VIIIe Congres van de Comités voor de Verdediging van de Revolutie (CDR) – 27 en 28/09/2013

Freddy Tack

De CDR zagen het licht op 28 september 1960 (zie Cuba Sí 168-okt. 2010), na een oproep van Fidel Castro die de bevolking het voorstel deed zich te organiseren, op het platteland en in de wijken, om de antirevolutionaire terroristische acties tegen te gaan.

Vandaag tellen de CDR nog steeds meer dan 8 miljoen leden (92,6% van de meer dan veertienjarigen), aldus de grootste massaorganisatie van het land. Geen enkele andere massaorganisatie beschikt over een basisstructuur zoals de CDR, zonder tegenspraak de ideale vereniging voor de gemeenschap, die alle sectoren van de samenleving omvat en waar men kan werken en banden leggen met de families.

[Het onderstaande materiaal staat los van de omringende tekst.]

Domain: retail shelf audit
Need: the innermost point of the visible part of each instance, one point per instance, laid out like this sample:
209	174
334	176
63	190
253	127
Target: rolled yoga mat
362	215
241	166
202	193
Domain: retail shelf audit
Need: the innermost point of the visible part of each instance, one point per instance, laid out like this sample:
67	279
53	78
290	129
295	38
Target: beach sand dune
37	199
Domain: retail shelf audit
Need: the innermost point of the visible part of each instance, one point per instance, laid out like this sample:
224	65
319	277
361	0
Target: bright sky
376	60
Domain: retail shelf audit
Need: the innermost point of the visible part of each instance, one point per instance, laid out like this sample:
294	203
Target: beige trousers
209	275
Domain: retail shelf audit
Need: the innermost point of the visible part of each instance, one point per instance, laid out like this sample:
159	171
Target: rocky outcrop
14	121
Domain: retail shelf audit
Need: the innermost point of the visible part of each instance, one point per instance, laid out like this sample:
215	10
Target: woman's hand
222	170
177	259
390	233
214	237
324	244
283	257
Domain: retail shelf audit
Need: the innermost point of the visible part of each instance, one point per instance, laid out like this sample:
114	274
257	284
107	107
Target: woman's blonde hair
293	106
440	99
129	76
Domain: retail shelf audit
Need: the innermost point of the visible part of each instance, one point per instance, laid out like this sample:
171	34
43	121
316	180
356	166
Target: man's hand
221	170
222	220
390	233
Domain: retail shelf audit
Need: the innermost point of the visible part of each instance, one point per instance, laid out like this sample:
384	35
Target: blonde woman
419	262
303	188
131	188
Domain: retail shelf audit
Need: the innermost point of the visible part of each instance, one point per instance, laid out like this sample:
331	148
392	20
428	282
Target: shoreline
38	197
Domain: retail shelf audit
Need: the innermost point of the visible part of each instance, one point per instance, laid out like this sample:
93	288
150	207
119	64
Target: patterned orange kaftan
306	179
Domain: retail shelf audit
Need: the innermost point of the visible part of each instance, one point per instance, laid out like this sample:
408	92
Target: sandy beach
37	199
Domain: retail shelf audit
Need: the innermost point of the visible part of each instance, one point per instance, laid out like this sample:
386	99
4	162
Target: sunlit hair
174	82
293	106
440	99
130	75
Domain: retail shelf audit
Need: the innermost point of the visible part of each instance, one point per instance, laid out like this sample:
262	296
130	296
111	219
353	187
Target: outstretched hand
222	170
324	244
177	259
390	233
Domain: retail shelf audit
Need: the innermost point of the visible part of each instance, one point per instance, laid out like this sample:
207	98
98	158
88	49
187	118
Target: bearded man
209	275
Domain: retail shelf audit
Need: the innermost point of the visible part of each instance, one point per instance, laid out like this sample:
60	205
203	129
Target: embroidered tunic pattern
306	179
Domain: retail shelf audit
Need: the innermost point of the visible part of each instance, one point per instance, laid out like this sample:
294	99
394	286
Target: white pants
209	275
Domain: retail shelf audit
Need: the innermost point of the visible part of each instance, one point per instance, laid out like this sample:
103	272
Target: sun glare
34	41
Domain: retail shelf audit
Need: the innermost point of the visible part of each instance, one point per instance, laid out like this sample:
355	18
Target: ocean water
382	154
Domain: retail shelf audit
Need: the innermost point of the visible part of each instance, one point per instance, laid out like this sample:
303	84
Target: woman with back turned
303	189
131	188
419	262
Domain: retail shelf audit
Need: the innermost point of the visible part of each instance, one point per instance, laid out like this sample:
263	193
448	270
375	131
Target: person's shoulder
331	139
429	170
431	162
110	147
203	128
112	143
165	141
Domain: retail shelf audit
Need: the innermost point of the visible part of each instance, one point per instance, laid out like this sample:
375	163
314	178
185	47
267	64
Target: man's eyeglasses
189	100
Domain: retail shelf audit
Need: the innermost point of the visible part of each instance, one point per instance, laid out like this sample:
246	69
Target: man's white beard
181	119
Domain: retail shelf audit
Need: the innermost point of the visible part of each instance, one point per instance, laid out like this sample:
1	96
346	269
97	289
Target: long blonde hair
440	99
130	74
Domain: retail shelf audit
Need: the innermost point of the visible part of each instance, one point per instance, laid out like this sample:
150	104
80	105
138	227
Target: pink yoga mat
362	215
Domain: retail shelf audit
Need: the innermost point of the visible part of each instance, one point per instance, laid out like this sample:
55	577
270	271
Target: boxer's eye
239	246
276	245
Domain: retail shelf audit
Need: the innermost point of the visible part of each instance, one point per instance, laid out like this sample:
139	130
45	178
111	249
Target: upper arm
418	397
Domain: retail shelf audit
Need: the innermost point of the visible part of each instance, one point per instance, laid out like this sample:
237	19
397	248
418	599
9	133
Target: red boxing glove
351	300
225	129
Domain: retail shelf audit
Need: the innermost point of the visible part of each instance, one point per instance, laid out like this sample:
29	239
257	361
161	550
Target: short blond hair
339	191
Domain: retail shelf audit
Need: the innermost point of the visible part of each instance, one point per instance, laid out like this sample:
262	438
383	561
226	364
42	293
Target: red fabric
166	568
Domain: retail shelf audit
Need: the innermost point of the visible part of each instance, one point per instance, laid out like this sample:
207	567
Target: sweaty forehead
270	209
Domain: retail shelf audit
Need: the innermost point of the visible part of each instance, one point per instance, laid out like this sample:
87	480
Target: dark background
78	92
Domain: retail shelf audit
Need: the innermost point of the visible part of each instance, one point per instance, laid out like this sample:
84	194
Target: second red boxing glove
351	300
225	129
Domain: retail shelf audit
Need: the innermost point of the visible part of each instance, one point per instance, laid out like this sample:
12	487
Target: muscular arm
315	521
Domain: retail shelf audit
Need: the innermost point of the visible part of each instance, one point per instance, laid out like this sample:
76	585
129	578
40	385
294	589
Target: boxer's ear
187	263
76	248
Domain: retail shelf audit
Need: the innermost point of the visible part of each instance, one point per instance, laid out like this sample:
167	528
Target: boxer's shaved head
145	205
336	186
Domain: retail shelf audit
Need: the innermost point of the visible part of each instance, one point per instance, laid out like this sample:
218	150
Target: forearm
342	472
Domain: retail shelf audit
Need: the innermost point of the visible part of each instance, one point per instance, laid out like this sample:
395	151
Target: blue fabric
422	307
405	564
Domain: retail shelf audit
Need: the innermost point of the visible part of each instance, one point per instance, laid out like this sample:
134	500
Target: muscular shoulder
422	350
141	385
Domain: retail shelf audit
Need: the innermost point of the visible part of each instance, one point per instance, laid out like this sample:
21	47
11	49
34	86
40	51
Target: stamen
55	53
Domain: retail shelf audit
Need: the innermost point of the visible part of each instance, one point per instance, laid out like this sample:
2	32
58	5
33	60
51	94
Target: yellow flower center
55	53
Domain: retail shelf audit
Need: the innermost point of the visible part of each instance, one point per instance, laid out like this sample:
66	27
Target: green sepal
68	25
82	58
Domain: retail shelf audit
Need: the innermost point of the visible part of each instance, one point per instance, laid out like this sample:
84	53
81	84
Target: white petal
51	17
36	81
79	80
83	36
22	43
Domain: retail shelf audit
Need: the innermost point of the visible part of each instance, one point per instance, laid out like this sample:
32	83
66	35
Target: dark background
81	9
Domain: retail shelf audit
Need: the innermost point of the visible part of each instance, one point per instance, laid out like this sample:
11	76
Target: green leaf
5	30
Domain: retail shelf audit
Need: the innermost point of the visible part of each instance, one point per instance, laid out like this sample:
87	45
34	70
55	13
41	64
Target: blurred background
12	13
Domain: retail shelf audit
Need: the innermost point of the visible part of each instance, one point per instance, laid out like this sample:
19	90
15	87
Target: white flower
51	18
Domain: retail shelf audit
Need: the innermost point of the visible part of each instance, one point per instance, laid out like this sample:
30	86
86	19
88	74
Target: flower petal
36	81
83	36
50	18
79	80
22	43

In de loop der tijd is de waakzaamheidsfunctie misschien wel iets afgezwakt, maar de CDR komen ook tegemoet aan functies van wijkcomité inzake hygiëne, recyclage van papier en glas, bloedinzamelingen, de voorbereiding en organisatie van de verkiezingen, de vergaderingen waar de verkozenen hun bilan komen voorleggen aan hun kiezers, de discussie van wetsontwerpen of andere teksten, de campagnes voor vrijwillige arbeid, enz., enz..

Het VIIIe Congres

Het VIIIe Congres van de CDR ging door op 27 en 28 september. Zoals het altijd het geval is werd het voorafgegaan, vanaf 4 januari, door basisvergaderingen in de wijken, de zones en de gemeenten van het ganse land. De leden konden aldus tijdens 135.000 samenkomsten de werking van de vereniging ontleden en de documenten bespreken die de krachtlijnen voor de volgende jaren vastleggen.

De doelstellingen

De doelstellingen waren multipel, op basis van een concrete vaststelling, zoals Carlos Rafael Miranda, nationaal coördinator het stelde : « De problemen van vandaag zijn meer complex, sommige hebben zich opgestapeld en veralgemeend, en om hieraan te beantwoorden is er noodzaak aan een coherent activiteitenplan, met de deelname van allen en een sytematische controle. Er is geen wondermiddel, men moet de problemen concreet benaderen, en vandaar moeten acties starten om ze op te lossen, zo creatief en doeltreffend als mogelijk ».(Granma, 16/08/2013).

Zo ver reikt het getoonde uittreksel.